External semantics

Fri Jun 19 16:02:18 CEST 2015

Greetings, all.

[Longish: (i) summary of my interpretation of the discussion yesterday; (ii) strawman VO-DML text replacing the current text of Sect.4.15.]

There was a very useful discussion in the Thursday DM session, about enumerations vs external semantics; it followed up Markus's message of <http://mail.ivoa.net/pipermail/dm/2015-May/005180.html>.

There seemed to be some consensus that there was a role for enumerations baked into the data model (for the case where the 'enumeration' property -- that the terms are known to be exhaustive and exclusive -- is important enough that the hard-to-update cost is worth paying), and a role for separate/external semantics in 'vocabularies' of some type.

In the session, Gerard noted that if the 'external semantics' is flexible, then there's a temptation to do all sorts of modelling work in that framework.  Quite right: we don't want this to be a 'back door' to subvert the modelling agreed in a particular VO-DML model.

Gerard also referred to the earlier SKOSConcept formulation (in SimDB?) of saying 'you can have any term here that is skos:narrower than concept X' (this had a rather fiddly technical description).  I think that articulates a good balance between allowing useful flexibility in these external semantics, and discouraging people from smuggling in extra modelling.

Although it made sense in those conversations around SimDB, I don't (now) think this is quite general enough.  The 'S' in 'SKOS' is for 'simple', and it achieves that by being specific to the case where you're describing 'concepts' in the context of searching or browsing.  It is deliberately vague, and in particular it does _not_ include the idea of subclass or 'isA' (thus saying 'car' skos:narrower 'steering wheel', or 'mammal' narrower 'cat', does not imply either that a steering wheel is a type of car, or that a cat is a type of mammal).

For the cases where such a relationship is useful (for example 'dark' isA 'calibration-file'), I suggest that RDFS is a suitable lightweight alternative (see Sect.3 of <http://www.w3.org/TR/rdf-schema/> for the very small range of relations defined here).  I think that Markus was persuaded that this structure, however notated, was useful for the Datalink extension vocabulary.

If that is agreed, then the problem becomes how to express this range of possibilities in the VO-DML document in such a way as to license the flexibility of using SKOS or RDFS or ..., but _not_ to license using this as a back door for other modelling.  I don't think there's a technical way of doing that, which is the analogue of the 'must be skos:narrower than X' formulation above.

Turning to the VO-DML document, and a replacement for Sect.4.15, how about the following strawman text:

---vvv---

Section 4.14.1 skosconcept -> topconcept

[...]

Section 4.15 TopConcept (???not the best name)

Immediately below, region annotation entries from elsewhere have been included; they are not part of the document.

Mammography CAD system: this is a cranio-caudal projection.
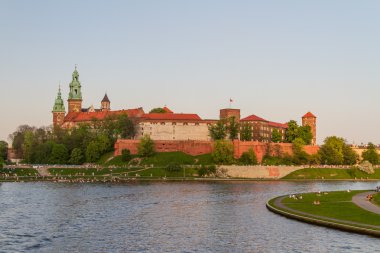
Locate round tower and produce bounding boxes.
[100,93,111,111]
[302,112,317,145]
[67,66,82,113]
[52,87,66,126]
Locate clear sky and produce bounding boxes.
[0,0,380,144]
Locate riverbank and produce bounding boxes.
[267,190,380,237]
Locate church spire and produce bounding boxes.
[53,85,65,112]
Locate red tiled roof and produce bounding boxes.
[302,112,316,118]
[162,106,173,113]
[268,121,288,128]
[64,108,144,122]
[240,114,268,122]
[141,113,202,121]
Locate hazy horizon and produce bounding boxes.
[0,0,380,144]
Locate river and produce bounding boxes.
[0,181,380,253]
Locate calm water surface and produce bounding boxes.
[0,182,380,252]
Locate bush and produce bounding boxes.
[121,149,132,162]
[212,140,235,164]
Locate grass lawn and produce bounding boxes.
[372,193,380,206]
[282,191,380,230]
[0,168,39,178]
[282,168,380,179]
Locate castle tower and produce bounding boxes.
[302,112,317,145]
[100,93,111,111]
[52,86,66,126]
[67,66,82,112]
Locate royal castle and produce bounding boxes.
[52,67,316,145]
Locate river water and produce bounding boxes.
[0,182,380,253]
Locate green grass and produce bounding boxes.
[0,168,39,178]
[282,168,380,179]
[372,193,380,206]
[282,191,380,230]
[105,152,214,167]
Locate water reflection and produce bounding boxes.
[0,182,379,252]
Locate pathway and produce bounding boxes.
[352,191,380,214]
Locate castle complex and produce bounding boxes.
[52,67,316,145]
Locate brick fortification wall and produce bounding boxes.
[114,139,319,162]
[115,140,214,156]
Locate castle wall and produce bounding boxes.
[114,139,319,162]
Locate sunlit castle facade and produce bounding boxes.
[52,67,316,145]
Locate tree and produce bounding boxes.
[211,140,234,164]
[50,144,68,164]
[121,148,132,162]
[239,148,257,165]
[0,141,8,161]
[208,119,227,141]
[272,128,282,143]
[240,123,252,141]
[149,107,166,113]
[362,142,379,165]
[227,117,239,140]
[137,135,155,157]
[318,136,358,165]
[293,138,309,165]
[285,120,298,143]
[69,148,84,165]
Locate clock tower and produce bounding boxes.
[52,87,66,126]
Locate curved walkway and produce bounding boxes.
[352,191,380,214]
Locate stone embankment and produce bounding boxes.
[219,165,303,179]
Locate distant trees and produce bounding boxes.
[208,120,227,141]
[285,120,313,145]
[272,128,282,143]
[362,142,380,165]
[211,140,234,164]
[6,114,136,164]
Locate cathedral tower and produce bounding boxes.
[52,87,66,126]
[302,112,317,145]
[67,66,82,113]
[100,93,111,111]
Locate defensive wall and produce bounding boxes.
[114,139,319,162]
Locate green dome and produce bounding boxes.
[53,87,66,112]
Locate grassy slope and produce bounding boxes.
[283,168,380,179]
[105,152,214,167]
[0,168,39,177]
[283,191,380,226]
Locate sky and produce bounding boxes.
[0,0,380,144]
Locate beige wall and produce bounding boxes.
[136,121,211,141]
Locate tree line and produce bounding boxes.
[9,114,136,164]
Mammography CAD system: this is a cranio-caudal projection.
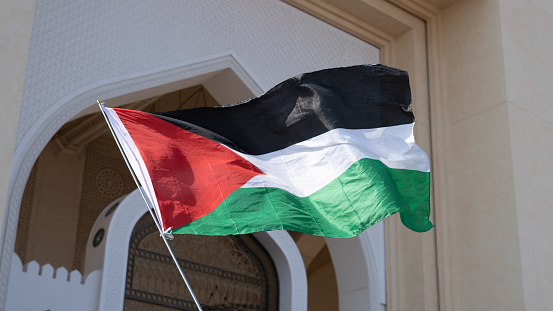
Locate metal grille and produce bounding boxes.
[125,214,278,311]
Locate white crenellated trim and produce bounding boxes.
[0,51,262,306]
[98,189,307,311]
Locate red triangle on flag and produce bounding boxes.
[114,109,263,230]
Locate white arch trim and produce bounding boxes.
[98,189,307,311]
[0,51,263,309]
[326,221,386,311]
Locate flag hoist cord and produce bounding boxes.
[97,101,203,311]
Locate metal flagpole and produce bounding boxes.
[96,100,203,311]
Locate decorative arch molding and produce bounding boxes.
[326,221,386,311]
[0,51,262,305]
[98,189,307,311]
[0,4,391,308]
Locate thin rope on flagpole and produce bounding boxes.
[97,100,203,311]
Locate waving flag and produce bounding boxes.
[103,65,433,237]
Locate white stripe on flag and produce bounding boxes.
[233,123,430,197]
[104,108,163,228]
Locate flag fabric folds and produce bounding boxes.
[102,65,433,237]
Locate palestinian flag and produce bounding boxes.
[103,65,433,237]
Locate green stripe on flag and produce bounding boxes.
[173,159,433,238]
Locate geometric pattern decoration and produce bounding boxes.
[124,213,278,311]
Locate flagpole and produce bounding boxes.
[96,100,203,311]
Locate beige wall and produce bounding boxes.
[500,0,553,310]
[437,0,553,310]
[0,0,35,241]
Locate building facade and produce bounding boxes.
[0,0,553,310]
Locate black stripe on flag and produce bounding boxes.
[154,65,414,155]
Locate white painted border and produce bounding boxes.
[98,189,307,311]
[0,51,263,308]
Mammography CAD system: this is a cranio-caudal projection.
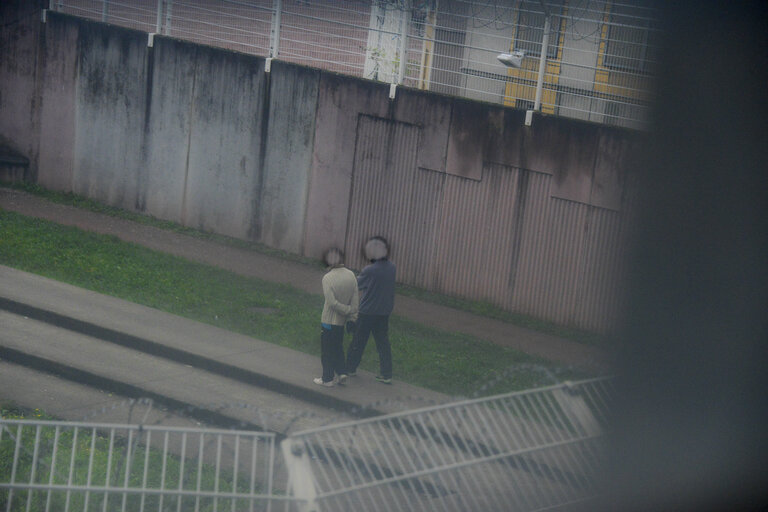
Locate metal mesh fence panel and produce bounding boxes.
[0,420,293,511]
[50,0,659,128]
[283,379,612,511]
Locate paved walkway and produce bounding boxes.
[0,187,610,372]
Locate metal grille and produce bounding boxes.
[0,419,294,511]
[282,379,612,511]
[50,0,659,128]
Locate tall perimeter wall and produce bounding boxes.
[0,8,639,331]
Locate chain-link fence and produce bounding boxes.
[282,379,613,512]
[0,379,614,512]
[50,0,659,128]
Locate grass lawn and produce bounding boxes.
[0,210,592,396]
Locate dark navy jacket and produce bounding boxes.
[357,259,395,315]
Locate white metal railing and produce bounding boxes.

It is a common pattern in data modeling that one wishes to constrain the set of values on an attribute to some predefined list. One way to do so is using an Enumeration as the attribute's datatype. A user of a data model knows immediately that the elements of the enumeration are exhaustive and exclusive, and also that they are reasonably slow to change. These features can sometimes, however, be disadvantages, for example when a list of terms might be very large and should be allowed to evolve over time, or is predefined and possibly maintained by another party.  In such cases, the values should be constrained by some external semantic structure, references to which are supported by the TopConcept type.

This mechanism should not be taken as an invitation to subvert the main VO-DML model by introducing arbitrary external modelling frameworks.  The two mechanisms described below, using SKOS vocabularies and RDFS subclassing, are intended to be illustrative rather than exhaustive, and if these are felt to be insufficient for some reason, the alternative should be compatible in spirit with these.

SKOS vocabularies: The IVOA Recommendation Vocabularies in the Virtual Observatory specifies that the format for such vocabularies should be "based on the W3C's Resource Description Framework (RDF) and the Simple Knowledge Organization System (SKOS)" [17].  When using a SKOS vocabulary as the external semantic structure, the topconcept attribute names a SKOS Concept (that is, an instance of skos:Concept): all of the actual instances of the associated attribute (XXX my VO-DML vocabulary is confused at this point!) must be narrower than this Concept.  To be precise, for a top concept T, any concept c is a valid value for this property, if either:

   c skos:broaderTransitive T .

or if there exists a concept X such that

   c skos:broaderTransitive X. X skos:broadMatch T.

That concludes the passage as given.